C’est le député Jean Guyot de Villeneuve qui fit éclater l'affaire au Parlement au cours de deux séances mémorables, le 28 octobre et le 4 novembre 1904. Interpellant le gouvernement, il apporta la preuve de l'implication du ministre de la guerre, le général André. Jean Guyot de Villeneuve avait acquis auprès de Jean-Baptiste Bidegain une partie des documents conservés à ce sujet dans les archives de la rue Cadet (siège du Grand Orient) : lettres de demandes de renseignements émanant du Ministère de la guerre ; correspondance avec les loges ; photocopies de fiches transmises.

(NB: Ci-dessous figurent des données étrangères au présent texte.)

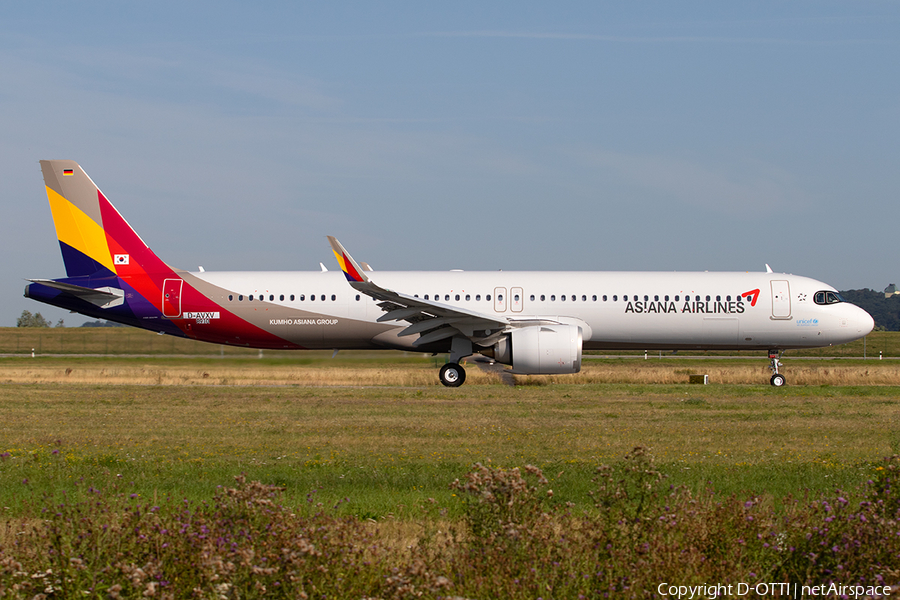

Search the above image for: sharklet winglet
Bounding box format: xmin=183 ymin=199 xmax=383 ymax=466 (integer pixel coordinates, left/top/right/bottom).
xmin=326 ymin=236 xmax=370 ymax=284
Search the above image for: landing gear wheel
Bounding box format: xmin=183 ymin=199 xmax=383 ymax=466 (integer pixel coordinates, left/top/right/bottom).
xmin=767 ymin=350 xmax=786 ymax=387
xmin=439 ymin=363 xmax=466 ymax=387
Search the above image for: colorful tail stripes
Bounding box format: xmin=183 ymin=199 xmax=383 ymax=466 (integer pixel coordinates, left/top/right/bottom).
xmin=327 ymin=236 xmax=369 ymax=283
xmin=33 ymin=160 xmax=306 ymax=349
xmin=41 ymin=160 xmax=169 ymax=279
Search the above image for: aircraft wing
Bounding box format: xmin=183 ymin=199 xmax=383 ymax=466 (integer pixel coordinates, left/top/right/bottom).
xmin=327 ymin=236 xmax=510 ymax=346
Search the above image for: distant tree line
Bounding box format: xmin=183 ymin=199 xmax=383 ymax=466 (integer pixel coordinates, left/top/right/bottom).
xmin=16 ymin=311 xmax=126 ymax=328
xmin=16 ymin=311 xmax=63 ymax=328
xmin=840 ymin=289 xmax=900 ymax=331
xmin=80 ymin=320 xmax=127 ymax=328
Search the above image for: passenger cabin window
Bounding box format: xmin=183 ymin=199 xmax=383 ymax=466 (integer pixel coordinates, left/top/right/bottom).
xmin=290 ymin=295 xmax=295 ymax=301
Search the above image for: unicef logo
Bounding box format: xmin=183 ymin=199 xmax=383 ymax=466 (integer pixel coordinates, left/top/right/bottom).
xmin=795 ymin=318 xmax=819 ymax=327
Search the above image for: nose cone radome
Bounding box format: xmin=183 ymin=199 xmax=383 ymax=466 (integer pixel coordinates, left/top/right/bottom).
xmin=857 ymin=306 xmax=875 ymax=336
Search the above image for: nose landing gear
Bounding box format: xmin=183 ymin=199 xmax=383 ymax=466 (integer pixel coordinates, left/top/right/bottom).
xmin=769 ymin=350 xmax=786 ymax=386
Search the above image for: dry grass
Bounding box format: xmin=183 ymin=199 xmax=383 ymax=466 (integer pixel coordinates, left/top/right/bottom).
xmin=0 ymin=359 xmax=504 ymax=386
xmin=540 ymin=360 xmax=900 ymax=385
xmin=1 ymin=357 xmax=898 ymax=386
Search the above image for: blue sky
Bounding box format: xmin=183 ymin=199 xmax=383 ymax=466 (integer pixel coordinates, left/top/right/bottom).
xmin=1 ymin=2 xmax=898 ymax=326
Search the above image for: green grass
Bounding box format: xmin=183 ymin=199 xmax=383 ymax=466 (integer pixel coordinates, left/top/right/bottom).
xmin=2 ymin=361 xmax=899 ymax=598
xmin=1 ymin=372 xmax=897 ymax=519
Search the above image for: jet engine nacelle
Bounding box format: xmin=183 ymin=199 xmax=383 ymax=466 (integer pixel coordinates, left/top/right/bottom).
xmin=492 ymin=324 xmax=583 ymax=374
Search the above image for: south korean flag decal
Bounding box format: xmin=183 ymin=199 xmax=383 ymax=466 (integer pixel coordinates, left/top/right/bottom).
xmin=114 ymin=254 xmax=130 ymax=265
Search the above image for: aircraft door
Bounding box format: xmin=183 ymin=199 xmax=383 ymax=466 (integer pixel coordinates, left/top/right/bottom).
xmin=163 ymin=278 xmax=183 ymax=318
xmin=770 ymin=280 xmax=791 ymax=320
xmin=494 ymin=287 xmax=507 ymax=312
xmin=510 ymin=287 xmax=523 ymax=312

Et c'est peut-être par dépit de n'avoir pas été nommé secrétaire général du Grand Orient que ce Jean-Baptiste Bidegain, conscient de détenir une véritable bombe politique, rendit l'affaire publique. Mais le mal était fait, l'armée décapitée de ses éléments les plus professionnels et capables, dont l’avancement était bloqué (comme Ferdinand Foch dont le frère était jésuite) pour favoriser la promotion d'officiers « républicains athées et laïcs », mais souvent incompétents et inexpérimentés, ce qui aura des conséquences désastreuses sur les premiers engagements de la Grande Guerre, dix ans plus tard.
D’ailleurs, beaucoup de ces officiers indûment promus (dont près de la moitié des 425 généraux !) seront alors « limogés » en catastrophe, autrement dit affectés à des bases éloignées du front comme Limoges (d'où l'origine du verbe « limoger », inventé pour l'occasion).
Mais le mal était fait, cela aboutira à la fameuse « Hécatombe des généraux en 1914 », pour reprendre le titre du livre de Pierre Rocolle (Editions Lavauzelles). Hécatombe qui ne se limita guère aux officiers généraux : quand on lit sous le porche de l’église d’Itxassou la plaque en marbre où sont gravés les noms des victimes de la Grande Guerre, celle de 14-18, on est frappé par l’extrême saignée que supporta, comme en tant d’autres, la population de ce village.
Les jeunes Basques servirent très nombreux dans les régiments de Bayonne – le 49e, dont une rue porte le nom, le 249ème et le 142ème R.I. – ainsi que ceux de Tarbes de Pau, de Mont-de-Marsan et de Bordeaux. Ils se distinguèrent à Charleroi, Guise, Craonne et au « Chemin des Dames » (1915) où un monument rappelle leur sacrifice héroïque. Des Basques revenus d’Amérique participèrent au débarquement à Salonique et à la campagne d’Orient au 7e colonial. Beaucoup de ces Basques tombèrent pendant les combats ou, dans le meilleur des cas, revinrent mutilés ! L’historien Eugène Goyheneche estime le nombre des Basques tués pendant la guerre de 14-18 à environ 6.000, chiffre énorme s'il est rapporté à la population masculine d'un demi département au tout début du XXe siècle.